2017.12.09(07:00) 110

**弘安の役
**日本軍の奮戦

弘安三年(1280)八月、大都のフビライの面前で、日本遠征軍の序列と基本戦略が策定された。  遠征軍は、大きく二軍に分かれていた。
高麗の合浦から出撃する東路軍と、中国・江南から出撃する江南軍とである。  東路軍の都元帥は、文永の役と同じく蒙古人の忻都(kinto)、右副元帥は高麗人の洪茶丘(kou・sakiyuu)、左副元帥は高麗人の金方慶(kin・houkei)。 蒙古人、旧北宋系の漢人、高麗人等合計四万、兵船は900艘。  
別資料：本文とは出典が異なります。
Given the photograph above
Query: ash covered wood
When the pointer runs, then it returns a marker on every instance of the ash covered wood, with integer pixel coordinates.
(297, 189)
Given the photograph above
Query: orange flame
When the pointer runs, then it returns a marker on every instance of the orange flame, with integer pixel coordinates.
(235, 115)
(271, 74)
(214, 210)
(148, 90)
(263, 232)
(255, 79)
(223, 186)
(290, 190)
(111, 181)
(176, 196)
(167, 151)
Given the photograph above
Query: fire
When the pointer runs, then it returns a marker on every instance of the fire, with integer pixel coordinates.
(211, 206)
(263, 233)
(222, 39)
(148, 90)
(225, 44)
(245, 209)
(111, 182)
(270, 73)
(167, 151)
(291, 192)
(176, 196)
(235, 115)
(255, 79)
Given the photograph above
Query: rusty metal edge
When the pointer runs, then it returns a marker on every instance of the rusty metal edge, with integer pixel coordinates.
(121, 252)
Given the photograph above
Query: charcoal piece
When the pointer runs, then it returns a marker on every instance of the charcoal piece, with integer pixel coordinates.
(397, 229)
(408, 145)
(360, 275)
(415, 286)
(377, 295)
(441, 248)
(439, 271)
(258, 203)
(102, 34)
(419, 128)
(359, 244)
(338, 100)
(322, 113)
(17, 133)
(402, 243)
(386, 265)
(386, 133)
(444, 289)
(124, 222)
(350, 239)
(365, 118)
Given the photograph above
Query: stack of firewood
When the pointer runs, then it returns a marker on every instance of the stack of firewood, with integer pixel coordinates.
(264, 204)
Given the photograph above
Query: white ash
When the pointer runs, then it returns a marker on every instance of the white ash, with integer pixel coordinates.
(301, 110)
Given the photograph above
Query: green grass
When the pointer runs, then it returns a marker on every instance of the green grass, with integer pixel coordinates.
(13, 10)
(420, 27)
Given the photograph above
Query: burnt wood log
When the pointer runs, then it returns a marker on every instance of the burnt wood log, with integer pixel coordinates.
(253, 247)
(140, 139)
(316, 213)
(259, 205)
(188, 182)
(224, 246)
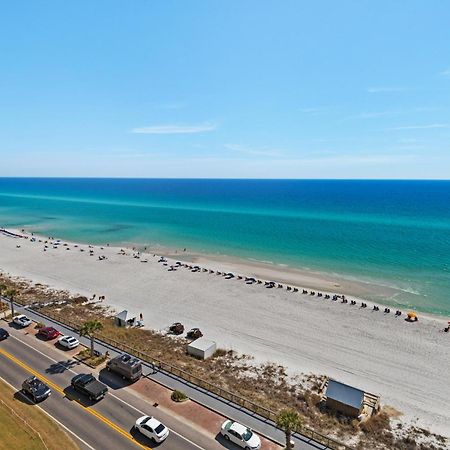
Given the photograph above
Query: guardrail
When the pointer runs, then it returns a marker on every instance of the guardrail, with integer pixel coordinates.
(251, 406)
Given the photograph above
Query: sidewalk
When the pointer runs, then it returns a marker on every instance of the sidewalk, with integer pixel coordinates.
(204, 400)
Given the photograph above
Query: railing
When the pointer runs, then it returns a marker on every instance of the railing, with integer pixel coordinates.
(206, 385)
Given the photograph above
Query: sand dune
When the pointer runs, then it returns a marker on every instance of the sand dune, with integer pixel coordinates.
(408, 364)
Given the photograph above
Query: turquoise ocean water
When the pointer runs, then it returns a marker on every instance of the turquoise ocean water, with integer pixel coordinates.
(396, 233)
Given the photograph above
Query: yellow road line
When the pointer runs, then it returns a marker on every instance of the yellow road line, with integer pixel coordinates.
(61, 391)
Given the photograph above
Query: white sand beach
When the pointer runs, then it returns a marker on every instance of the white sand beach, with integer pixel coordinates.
(408, 364)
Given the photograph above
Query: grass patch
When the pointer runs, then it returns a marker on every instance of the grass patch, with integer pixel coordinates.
(15, 435)
(267, 385)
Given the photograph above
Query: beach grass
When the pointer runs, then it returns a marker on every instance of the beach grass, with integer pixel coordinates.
(20, 424)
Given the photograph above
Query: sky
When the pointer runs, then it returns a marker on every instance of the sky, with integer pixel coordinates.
(230, 89)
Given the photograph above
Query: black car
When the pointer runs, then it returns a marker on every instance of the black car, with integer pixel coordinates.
(36, 389)
(3, 334)
(88, 385)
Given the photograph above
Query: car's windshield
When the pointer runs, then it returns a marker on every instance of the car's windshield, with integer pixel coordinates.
(247, 435)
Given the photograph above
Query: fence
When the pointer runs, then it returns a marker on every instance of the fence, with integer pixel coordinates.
(36, 433)
(203, 384)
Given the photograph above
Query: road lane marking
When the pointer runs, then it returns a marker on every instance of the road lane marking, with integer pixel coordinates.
(112, 395)
(94, 413)
(49, 415)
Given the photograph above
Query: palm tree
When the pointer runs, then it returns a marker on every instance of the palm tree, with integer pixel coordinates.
(2, 289)
(289, 421)
(9, 293)
(90, 329)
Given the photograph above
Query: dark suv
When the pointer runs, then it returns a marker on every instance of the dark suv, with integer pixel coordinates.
(3, 334)
(36, 389)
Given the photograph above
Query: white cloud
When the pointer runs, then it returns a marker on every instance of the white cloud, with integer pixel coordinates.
(422, 127)
(378, 89)
(253, 151)
(175, 129)
(316, 110)
(173, 105)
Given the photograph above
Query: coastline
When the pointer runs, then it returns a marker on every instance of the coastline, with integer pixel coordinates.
(407, 363)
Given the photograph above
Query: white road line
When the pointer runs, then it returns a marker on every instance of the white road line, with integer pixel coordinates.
(51, 417)
(112, 395)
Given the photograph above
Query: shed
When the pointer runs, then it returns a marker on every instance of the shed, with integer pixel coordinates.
(202, 348)
(124, 319)
(344, 398)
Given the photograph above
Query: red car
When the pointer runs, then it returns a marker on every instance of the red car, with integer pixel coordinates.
(48, 333)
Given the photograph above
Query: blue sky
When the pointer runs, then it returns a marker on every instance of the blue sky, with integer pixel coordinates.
(239, 89)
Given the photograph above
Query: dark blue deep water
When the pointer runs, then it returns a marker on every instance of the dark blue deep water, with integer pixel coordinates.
(394, 232)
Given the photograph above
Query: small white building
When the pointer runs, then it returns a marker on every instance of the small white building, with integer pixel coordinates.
(125, 319)
(202, 348)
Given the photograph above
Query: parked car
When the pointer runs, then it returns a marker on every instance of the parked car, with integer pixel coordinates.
(3, 334)
(194, 333)
(177, 328)
(88, 385)
(22, 320)
(126, 366)
(36, 389)
(48, 333)
(68, 342)
(152, 428)
(240, 435)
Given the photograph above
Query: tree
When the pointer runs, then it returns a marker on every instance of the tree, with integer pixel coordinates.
(289, 421)
(9, 293)
(90, 329)
(2, 289)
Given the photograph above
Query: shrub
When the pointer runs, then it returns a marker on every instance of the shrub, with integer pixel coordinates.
(178, 396)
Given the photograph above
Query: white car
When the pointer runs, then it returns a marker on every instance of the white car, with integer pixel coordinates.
(240, 435)
(68, 342)
(22, 321)
(152, 428)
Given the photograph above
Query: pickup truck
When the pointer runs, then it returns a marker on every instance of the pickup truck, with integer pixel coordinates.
(36, 389)
(88, 385)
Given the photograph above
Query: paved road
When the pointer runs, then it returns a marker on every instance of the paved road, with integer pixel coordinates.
(103, 425)
(202, 396)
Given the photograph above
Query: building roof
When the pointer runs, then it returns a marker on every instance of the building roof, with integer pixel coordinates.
(202, 344)
(122, 315)
(343, 393)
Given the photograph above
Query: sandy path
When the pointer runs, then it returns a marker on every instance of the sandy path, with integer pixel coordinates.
(407, 363)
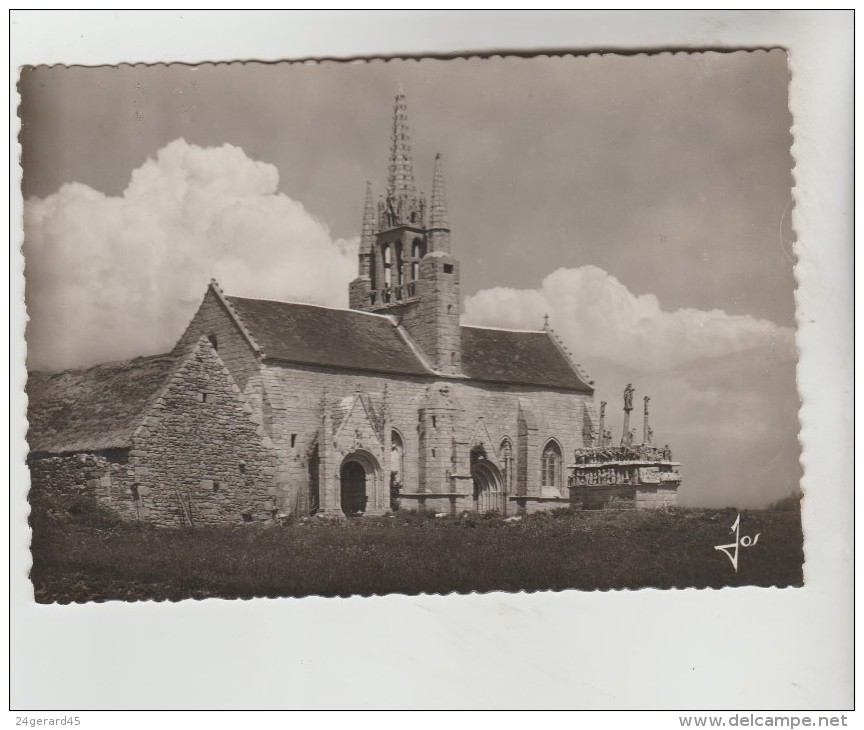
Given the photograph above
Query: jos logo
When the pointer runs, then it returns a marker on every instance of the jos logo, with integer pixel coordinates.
(731, 549)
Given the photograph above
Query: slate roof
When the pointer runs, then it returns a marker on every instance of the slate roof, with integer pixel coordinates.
(95, 408)
(529, 358)
(344, 338)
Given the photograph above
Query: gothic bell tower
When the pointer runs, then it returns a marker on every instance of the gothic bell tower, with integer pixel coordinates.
(406, 268)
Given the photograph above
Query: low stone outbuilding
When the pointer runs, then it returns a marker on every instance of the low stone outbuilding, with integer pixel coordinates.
(167, 439)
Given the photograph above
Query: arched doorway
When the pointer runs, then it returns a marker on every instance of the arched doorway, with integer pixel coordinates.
(489, 495)
(358, 479)
(353, 480)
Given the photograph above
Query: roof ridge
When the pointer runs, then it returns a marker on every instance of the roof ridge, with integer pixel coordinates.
(568, 356)
(238, 320)
(317, 306)
(502, 329)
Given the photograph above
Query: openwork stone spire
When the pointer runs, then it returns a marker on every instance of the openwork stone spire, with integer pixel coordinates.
(400, 177)
(402, 205)
(438, 208)
(367, 236)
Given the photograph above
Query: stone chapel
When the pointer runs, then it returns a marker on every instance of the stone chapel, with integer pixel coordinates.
(390, 404)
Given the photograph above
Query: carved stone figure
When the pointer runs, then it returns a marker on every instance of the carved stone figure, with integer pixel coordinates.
(628, 397)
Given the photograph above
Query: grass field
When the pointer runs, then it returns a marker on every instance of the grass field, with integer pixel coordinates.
(97, 559)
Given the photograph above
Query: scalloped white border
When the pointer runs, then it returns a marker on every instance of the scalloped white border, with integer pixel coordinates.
(734, 649)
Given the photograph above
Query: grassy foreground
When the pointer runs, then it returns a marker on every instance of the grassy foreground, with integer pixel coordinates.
(96, 558)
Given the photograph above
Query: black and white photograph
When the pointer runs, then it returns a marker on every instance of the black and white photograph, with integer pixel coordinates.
(412, 326)
(417, 326)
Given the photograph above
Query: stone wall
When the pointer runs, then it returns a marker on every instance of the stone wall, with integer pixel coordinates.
(624, 497)
(292, 394)
(213, 320)
(200, 456)
(104, 477)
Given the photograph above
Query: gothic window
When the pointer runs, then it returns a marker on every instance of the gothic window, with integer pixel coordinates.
(552, 465)
(417, 253)
(388, 265)
(506, 452)
(397, 458)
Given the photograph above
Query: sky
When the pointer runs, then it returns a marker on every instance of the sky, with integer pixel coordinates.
(643, 202)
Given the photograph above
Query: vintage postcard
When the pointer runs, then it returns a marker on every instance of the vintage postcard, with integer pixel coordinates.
(529, 315)
(412, 327)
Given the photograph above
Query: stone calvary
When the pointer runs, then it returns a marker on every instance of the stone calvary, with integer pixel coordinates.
(266, 409)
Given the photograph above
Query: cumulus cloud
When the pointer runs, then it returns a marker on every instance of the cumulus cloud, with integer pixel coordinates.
(600, 317)
(722, 386)
(114, 277)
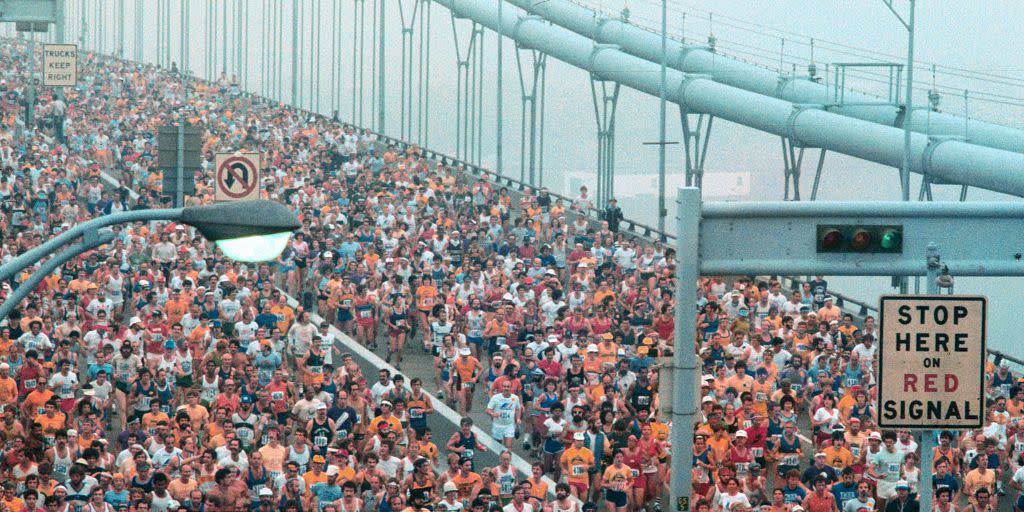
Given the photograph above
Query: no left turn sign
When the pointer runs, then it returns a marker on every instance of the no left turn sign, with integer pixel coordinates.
(237, 176)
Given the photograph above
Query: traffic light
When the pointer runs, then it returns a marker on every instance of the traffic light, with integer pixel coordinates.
(860, 239)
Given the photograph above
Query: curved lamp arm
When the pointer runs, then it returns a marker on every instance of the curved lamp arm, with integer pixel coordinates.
(89, 242)
(51, 246)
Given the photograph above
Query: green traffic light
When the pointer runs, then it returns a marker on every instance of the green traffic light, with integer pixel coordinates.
(890, 241)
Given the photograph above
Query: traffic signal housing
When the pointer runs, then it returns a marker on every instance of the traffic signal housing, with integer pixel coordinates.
(860, 239)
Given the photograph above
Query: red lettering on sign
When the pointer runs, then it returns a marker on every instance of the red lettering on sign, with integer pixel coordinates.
(909, 383)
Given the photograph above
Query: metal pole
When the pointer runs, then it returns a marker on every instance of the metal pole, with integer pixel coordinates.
(295, 53)
(59, 26)
(905, 172)
(30, 104)
(662, 212)
(380, 71)
(121, 28)
(223, 37)
(928, 436)
(499, 107)
(683, 380)
(179, 195)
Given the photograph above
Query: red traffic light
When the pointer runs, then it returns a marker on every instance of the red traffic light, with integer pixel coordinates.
(832, 240)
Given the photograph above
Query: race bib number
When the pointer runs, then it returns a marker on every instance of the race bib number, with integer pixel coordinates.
(507, 486)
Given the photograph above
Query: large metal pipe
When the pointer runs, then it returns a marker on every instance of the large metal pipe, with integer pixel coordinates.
(690, 58)
(947, 161)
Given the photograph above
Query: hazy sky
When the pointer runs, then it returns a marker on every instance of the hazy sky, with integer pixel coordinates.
(982, 36)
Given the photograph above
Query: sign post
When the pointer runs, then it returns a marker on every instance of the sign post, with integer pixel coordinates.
(854, 239)
(59, 65)
(237, 176)
(931, 366)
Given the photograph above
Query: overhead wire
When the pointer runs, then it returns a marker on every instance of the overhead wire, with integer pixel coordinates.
(782, 59)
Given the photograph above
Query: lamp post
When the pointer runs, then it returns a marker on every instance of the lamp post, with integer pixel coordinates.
(245, 230)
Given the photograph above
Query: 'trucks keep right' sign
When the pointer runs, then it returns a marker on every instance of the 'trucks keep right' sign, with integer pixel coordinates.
(932, 361)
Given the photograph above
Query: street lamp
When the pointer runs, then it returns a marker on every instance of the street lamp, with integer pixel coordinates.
(246, 230)
(231, 226)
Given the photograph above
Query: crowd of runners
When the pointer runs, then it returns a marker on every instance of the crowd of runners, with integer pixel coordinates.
(155, 375)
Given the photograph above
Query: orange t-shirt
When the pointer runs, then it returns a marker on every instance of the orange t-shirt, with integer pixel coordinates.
(578, 461)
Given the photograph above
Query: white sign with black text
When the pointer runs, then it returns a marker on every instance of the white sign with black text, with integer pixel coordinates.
(932, 361)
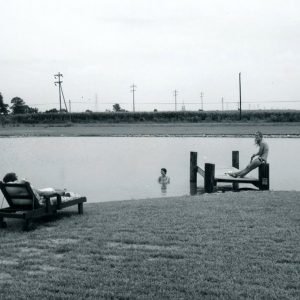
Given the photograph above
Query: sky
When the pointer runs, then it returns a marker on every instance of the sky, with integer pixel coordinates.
(192, 46)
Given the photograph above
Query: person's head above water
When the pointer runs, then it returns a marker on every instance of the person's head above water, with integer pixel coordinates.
(258, 137)
(10, 177)
(163, 171)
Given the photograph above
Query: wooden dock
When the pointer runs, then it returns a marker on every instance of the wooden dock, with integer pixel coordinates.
(212, 175)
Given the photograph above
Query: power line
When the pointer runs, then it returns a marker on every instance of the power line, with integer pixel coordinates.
(133, 89)
(60, 91)
(175, 96)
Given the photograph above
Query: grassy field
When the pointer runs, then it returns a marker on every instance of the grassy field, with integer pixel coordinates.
(154, 129)
(230, 245)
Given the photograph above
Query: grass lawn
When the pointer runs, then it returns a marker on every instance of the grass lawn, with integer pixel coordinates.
(211, 246)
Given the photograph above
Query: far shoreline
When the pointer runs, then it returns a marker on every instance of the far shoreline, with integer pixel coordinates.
(270, 130)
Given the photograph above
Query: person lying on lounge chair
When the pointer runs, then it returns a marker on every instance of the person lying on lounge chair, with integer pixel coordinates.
(262, 156)
(39, 193)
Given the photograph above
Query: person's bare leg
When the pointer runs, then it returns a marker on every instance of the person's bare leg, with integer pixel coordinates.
(254, 164)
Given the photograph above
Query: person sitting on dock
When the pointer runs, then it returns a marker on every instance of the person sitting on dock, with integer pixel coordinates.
(254, 163)
(163, 179)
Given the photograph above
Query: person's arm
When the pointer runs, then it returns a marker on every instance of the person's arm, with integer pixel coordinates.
(258, 153)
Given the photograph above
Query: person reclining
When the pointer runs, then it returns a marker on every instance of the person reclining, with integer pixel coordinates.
(39, 193)
(262, 154)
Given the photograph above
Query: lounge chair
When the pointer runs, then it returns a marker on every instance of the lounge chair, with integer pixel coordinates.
(24, 204)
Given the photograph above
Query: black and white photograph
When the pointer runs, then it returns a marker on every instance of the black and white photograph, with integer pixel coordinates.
(149, 149)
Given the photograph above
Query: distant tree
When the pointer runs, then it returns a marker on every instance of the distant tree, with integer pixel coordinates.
(116, 107)
(51, 111)
(19, 107)
(31, 110)
(3, 106)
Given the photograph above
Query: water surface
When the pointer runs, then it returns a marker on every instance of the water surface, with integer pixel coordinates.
(120, 168)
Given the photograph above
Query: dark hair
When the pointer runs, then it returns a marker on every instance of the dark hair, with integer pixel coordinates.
(164, 169)
(10, 177)
(259, 133)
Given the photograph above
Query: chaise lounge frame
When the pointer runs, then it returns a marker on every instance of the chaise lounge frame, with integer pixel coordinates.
(26, 206)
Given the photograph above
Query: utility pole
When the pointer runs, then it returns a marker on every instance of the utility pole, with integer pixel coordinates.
(175, 96)
(60, 91)
(240, 88)
(96, 102)
(201, 96)
(133, 89)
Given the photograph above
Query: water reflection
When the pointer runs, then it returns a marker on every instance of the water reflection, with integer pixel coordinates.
(106, 169)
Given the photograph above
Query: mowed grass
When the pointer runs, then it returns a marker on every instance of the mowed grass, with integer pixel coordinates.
(230, 246)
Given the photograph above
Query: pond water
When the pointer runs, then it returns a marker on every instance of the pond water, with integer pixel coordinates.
(121, 168)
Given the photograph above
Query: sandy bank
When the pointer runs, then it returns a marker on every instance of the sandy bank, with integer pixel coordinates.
(142, 129)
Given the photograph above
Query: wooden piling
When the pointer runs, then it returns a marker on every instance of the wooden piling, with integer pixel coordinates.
(193, 188)
(193, 166)
(209, 178)
(235, 164)
(264, 177)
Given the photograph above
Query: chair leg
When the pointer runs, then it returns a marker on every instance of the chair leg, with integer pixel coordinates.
(29, 225)
(2, 223)
(80, 208)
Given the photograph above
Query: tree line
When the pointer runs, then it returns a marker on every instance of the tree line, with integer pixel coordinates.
(18, 106)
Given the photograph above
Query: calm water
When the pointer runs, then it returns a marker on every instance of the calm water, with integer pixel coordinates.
(107, 169)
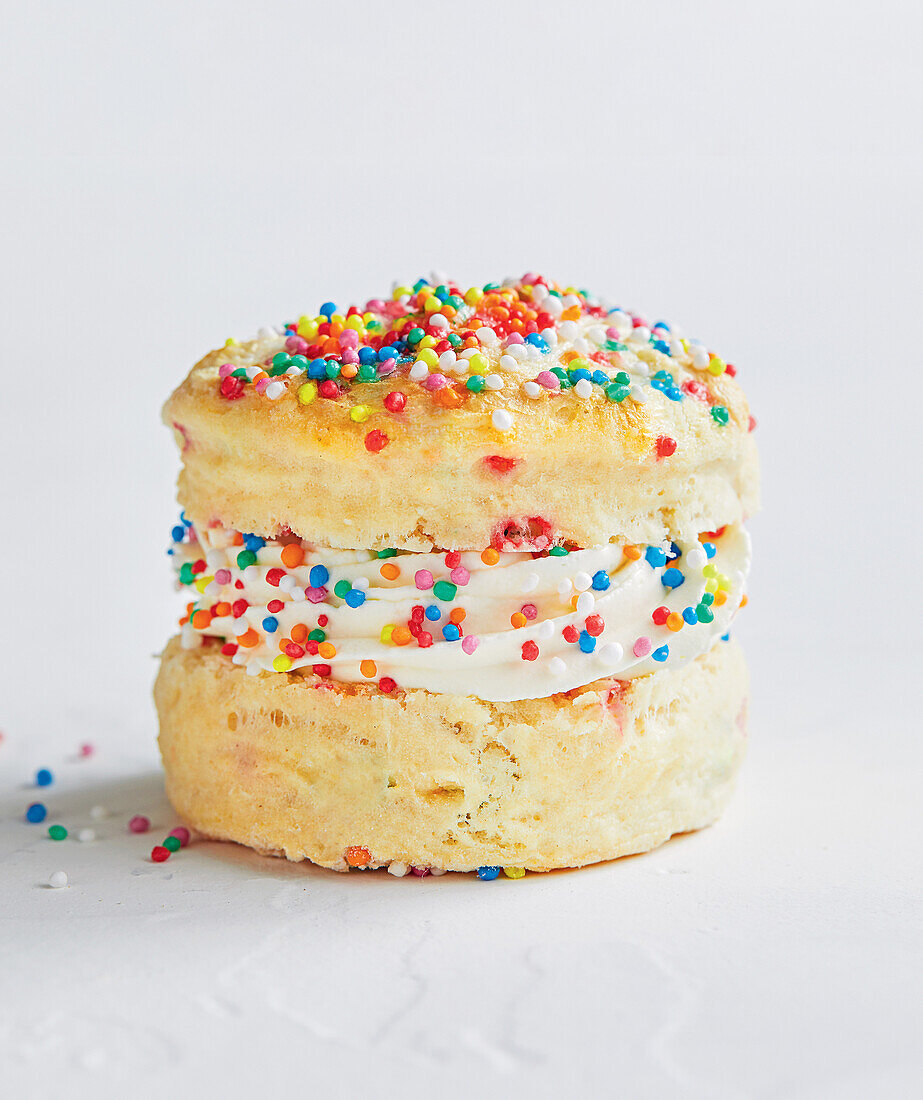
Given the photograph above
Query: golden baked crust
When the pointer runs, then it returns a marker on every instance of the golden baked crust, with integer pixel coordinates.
(585, 469)
(308, 769)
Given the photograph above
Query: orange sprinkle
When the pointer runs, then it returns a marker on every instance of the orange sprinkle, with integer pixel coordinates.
(293, 554)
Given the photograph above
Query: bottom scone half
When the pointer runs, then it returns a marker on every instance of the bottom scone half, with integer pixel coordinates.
(345, 774)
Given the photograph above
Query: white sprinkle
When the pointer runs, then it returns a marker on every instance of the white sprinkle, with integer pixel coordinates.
(611, 653)
(585, 603)
(699, 355)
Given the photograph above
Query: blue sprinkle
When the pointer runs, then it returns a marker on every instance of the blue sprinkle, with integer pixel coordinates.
(655, 557)
(319, 575)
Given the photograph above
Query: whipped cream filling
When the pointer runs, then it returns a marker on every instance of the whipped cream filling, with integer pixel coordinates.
(511, 627)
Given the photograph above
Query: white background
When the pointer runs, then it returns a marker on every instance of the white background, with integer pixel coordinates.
(178, 173)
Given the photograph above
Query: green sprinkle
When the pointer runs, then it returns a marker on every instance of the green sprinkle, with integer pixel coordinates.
(444, 590)
(616, 393)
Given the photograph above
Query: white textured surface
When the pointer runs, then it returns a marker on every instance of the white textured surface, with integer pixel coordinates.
(748, 173)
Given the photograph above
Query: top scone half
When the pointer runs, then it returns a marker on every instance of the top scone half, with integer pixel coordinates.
(349, 460)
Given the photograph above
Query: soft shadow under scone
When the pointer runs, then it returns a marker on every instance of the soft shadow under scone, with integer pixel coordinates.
(459, 607)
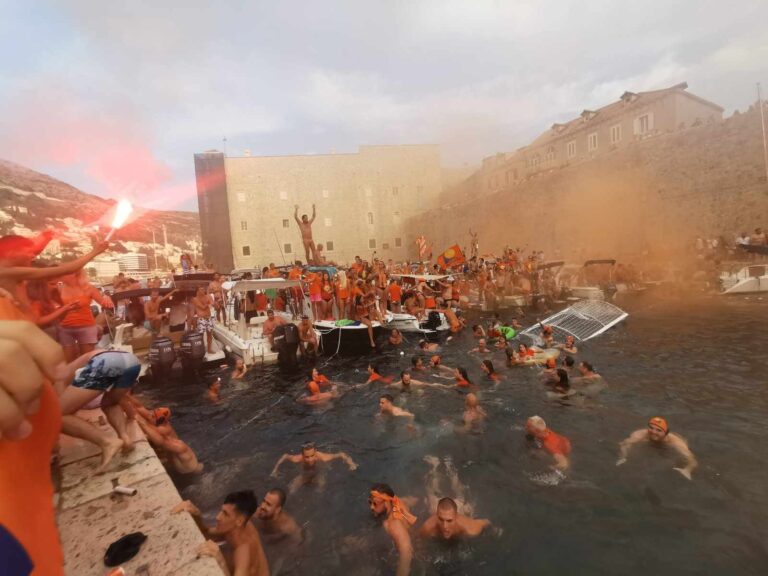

江南軍の都元帥は蒙古人の阿刺菅(arakan)、右副元帥も蒙古人の阿塔海(atahai)、佐副元帥は旧南宋の将軍范文虎(hanbunko)。  旧南宋兵十万、兵船は3500艘。

両軍は翌年五月に出撃し、壱岐島で合流し、全軍で一気に博多を攻撃すると決まった。  もちろん軍事機密で、一般には知らされなかった。  ところが日本側の情報収集の能力は意外にも優れていた。  攻撃の前年十二月に、時宗は次のような下知を、豊後国守護の大友頼泰(yoriyasu)に下している。

蒙古の異賊ら、明年四月中、襲来すべしと云々。  早々と分担の所に向い、厳密に用心を致すべし。  なお御家人ら、自身の宿意をさしはさみ、天下の大難を還り見ざる事の無きよう、充分に配慮すべし。

蒙古側の予定は「明年五月」 であった。  時宗の下知では、「明年四月」 であった。  この一か月のズレは、時宗がサバを読んだのであろう。  一か月遅れたら大変な事になるが、一か月早いのであれば問題はないからである。
いずれにしても時宗は、蒙古の関する情報を、早くから入手していたのである。  

時宗、フビライ共に不安を覚えていたのは、内部分裂であった。   無学祖元が時宗に次のように語っている。

本年の春・夏の間、博多が騒擾せんも、一風、わずかに起こり、万艦、掃蕩せん

先に時宗も大友頼泰に対して、「不和の事無く同心すべし」 と云い送っているが、同じことをフビライも気にしていたのである。  日本側では現地出身者と東国の武者、蒙古側では蒙古人・漢人・南宋人・高麗人、そして女真族など、それぞれ混成軍だった。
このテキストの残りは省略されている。